Dans le fond, Kroc Blanc est un mec plein d'humour –un humour excessivement raciste, certes-, et joue énormément sur l'autodérision et la perception parfois tout aussi excessive que les médias ou la masse intellectuelle peuvent avoir de sa communauté et de ses valeurs. Le titre « Nazi » est l'un des seuls de l'album à ne pas être ouvertement haineux et à jouer sur l'ironie, en partant du postulat selon lequel tout opposant à la pensée unique est immédiatement traité de nazi –le fameux point Godwin. « Si t'es pas de gauche t'es un nazi » ; « Tu trouves Eva Jolie moche, t'es un nazi » ; « Tu t'fous d'la gueule des démocrates, t'es un nazi » ; « Si parfois ton épaule te gratte, t'es un nazi » ; « Nazi » est d'ailleurs le titre qui ouvre l'album, et qui, je dois dire, m'a laissé croire que j'allais me taper des barres pendant les 14 pistes suivantes.

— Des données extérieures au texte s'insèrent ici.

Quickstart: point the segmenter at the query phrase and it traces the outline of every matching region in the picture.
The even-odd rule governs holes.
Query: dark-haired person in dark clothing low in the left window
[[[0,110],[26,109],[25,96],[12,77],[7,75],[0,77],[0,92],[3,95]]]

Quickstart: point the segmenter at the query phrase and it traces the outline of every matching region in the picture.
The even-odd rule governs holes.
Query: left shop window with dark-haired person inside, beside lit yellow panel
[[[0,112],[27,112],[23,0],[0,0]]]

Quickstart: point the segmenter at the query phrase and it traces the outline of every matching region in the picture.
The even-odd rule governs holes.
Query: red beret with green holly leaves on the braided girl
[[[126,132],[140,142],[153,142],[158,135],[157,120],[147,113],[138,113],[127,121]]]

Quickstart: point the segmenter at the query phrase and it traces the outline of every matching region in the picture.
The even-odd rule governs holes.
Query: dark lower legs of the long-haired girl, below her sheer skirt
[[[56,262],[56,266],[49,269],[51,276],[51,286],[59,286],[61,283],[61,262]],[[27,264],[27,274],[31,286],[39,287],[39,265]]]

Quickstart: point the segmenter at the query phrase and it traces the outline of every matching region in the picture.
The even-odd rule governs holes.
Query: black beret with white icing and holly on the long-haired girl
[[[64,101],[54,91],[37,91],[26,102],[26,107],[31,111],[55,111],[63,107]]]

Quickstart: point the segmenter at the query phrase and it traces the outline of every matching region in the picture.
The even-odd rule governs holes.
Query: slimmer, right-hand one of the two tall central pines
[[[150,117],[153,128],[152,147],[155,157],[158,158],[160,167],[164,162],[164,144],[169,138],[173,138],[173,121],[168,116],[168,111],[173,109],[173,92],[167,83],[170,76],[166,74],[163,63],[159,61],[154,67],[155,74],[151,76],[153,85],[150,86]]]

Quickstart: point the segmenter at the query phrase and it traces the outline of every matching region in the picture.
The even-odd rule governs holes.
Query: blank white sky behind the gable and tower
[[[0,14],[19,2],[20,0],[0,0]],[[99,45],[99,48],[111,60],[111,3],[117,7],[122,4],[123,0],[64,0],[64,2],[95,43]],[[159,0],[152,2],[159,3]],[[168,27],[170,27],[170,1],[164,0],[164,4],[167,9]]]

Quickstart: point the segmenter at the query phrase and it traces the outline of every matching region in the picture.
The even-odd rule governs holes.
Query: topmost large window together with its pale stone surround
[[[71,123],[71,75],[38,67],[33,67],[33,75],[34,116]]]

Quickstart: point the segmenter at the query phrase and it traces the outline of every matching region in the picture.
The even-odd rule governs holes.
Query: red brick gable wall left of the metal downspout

J'aurais peut-être dû lire la tracklist entière avant, et comprendre sans trop de difficultés que « Bonobo » et « Cheeta » n'étaient pas des hymnes à la nature, ou des storytellings inspirés par la Planète des Singes. « Si Cheeta rend la justice t'étonnes pas de prendre une banane » ; « j'prends la balle au bond, et la renvoie jusqu'en Afrique, on n'arrêtera pas d'la baiser tant qu'cette pute sera gratuite » : malheureusement, l'humour a lui aussi ses limites. Krokro fait tout de même des 500 000 vues sur ses titres les plus populaires, et il est loin d'être le seul identitaire à investir le monde du rap. Une tendance très drôle qui va certainement exploser en 2017, même si selon les dires de certains idéologues puissamment drogués, le rap reste la musique congoïde par excellence.

Le plus grand moment de l'album est probablement cette phase où Kroc Blanc clashe Bassem, puisqu'il nous laisser rêver d'un potentiel clash « raciste blanc VS raciste rebeu » qui rappellerait les meilleures heures du clash entre Morsay et les Noelistes. A moins que Krokro et Bassem n'arrivent à s'entendre sur leur mépris mutuel des Noirs, ce qui, avec un peu de chance, mènerait Patrice Quarteron à s'en mêler lui aussi. Ce jour-là, on pourra clairement considérer qu'Internet aura atteint son climax.